Parameter Name Optional Explanation
prompt Required The prompt used to call the large language model, where the variable names used will be replaced with actual values.
output Required The variable name indicating where the result of the large language model call is stored. The format is __CogName_xxx__.
result Optional Represents the result of the large language model call. If the result is too long, the value of result will contain ellipses, or this parameter may not be present at all. In such cases, the CogAgent client-side application needs to call the large language model service to obtain the result.

For example, the following two operations can be used to summarize the entire content of this page:

  1. Quote the entire content of this page. Since there is a lot of content on the page, auto_scroll=True needs to be set when quoting.

    1. QUOTE_TEXT(box=[[000,086,999,932]], auto_scroll=True, element_type='Window', element_info='CogAgent Technical Report Blog', output='__CogName_TechnicalReport__')
  2. Call the large language model to summarize the content of the technical report.
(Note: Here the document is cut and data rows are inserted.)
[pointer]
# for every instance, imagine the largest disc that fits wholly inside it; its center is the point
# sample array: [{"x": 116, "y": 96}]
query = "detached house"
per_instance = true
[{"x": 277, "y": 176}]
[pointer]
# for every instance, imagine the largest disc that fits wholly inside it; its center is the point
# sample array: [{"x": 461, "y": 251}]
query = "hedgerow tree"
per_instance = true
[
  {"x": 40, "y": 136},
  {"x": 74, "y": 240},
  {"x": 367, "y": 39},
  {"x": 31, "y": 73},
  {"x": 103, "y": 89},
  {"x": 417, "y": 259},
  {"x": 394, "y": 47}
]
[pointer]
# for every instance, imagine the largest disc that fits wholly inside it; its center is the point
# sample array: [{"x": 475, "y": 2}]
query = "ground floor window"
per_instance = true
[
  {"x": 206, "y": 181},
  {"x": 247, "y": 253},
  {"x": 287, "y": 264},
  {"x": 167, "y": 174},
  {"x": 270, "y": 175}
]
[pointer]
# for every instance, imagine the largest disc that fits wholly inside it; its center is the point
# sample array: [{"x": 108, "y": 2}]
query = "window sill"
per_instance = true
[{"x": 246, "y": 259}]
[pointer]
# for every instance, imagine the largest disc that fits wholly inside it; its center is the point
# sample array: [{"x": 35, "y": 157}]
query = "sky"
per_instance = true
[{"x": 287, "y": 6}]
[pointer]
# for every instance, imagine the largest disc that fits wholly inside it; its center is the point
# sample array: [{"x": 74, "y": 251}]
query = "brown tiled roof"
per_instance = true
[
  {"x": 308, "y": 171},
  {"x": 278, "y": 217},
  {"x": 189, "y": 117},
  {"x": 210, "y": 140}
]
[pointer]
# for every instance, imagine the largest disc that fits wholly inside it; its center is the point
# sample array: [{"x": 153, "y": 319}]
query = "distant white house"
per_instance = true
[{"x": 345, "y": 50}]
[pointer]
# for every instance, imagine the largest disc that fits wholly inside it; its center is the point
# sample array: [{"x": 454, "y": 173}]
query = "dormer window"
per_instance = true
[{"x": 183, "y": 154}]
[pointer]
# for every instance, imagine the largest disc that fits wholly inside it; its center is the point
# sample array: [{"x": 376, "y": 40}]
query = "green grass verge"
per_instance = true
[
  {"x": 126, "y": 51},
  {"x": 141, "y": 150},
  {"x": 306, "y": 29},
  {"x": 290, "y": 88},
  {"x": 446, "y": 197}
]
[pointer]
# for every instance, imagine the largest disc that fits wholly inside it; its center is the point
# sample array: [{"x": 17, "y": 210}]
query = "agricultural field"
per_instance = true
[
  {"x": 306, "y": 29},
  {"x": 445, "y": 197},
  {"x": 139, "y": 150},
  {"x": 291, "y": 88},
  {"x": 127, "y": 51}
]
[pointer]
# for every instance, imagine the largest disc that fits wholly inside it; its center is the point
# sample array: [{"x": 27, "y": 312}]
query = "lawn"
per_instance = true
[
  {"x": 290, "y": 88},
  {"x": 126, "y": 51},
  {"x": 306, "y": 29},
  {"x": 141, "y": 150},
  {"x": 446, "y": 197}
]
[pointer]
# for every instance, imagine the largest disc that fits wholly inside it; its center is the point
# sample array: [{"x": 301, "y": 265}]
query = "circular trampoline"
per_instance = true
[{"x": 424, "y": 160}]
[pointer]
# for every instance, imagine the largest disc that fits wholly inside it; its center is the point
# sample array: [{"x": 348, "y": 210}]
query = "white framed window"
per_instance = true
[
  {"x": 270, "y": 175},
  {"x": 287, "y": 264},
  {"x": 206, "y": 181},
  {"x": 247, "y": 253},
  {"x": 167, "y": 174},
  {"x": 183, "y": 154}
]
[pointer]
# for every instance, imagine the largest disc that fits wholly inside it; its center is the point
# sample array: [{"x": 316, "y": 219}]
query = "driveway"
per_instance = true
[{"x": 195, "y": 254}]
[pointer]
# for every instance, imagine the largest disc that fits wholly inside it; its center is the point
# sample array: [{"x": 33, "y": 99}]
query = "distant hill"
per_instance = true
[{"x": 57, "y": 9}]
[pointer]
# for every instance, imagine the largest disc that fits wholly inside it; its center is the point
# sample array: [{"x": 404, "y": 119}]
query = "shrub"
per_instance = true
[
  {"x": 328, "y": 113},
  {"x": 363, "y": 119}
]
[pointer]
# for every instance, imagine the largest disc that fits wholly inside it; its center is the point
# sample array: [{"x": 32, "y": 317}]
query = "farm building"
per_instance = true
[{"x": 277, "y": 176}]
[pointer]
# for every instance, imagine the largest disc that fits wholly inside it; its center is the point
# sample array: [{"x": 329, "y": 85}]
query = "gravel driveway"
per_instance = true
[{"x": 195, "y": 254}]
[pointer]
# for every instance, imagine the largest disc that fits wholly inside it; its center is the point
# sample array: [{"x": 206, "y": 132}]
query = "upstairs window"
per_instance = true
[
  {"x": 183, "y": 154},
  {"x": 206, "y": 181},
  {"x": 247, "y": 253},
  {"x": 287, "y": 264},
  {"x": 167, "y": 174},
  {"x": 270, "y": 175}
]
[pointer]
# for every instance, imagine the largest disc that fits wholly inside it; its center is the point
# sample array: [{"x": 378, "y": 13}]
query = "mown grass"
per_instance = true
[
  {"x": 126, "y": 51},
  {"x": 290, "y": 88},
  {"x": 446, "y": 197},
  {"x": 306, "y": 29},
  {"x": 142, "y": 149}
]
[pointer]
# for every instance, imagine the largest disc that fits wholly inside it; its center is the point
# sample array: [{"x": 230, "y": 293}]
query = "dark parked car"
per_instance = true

The content of the technical report has been stored in the variable __CogName_TechnicalReport__, so this variable should be used directly in the prompt parameter; when calling the large language model to generate the summary content, __CogName_TechnicalReport__ needs to be replaced with the actual value.

    1. LLM(prompt='Summarize the following content: __CogName_TechnicalReport__', output='__CogName_TechnicalReportSummary__')

Quoting Clipboard Content (QUOTE_CLIPBOARD)

Store the content of the clipboard in a variable for use in subsequent steps. Many web pages and applications provide a "click to copy to clipboard" feature. QUOTE_CLIPBOARD allows the model to quickly obtain and use the content of the clipboard. Here is an example of a structured expression: QUOTE_CLIPBOARD(output='__CogName_QuickSortCode__', result='def quick_sort(arr):\n\tif len(arr) <= 1:\n\t\treturn arr\n\t...')

End (END)

A special operation indicating that the task has been completed.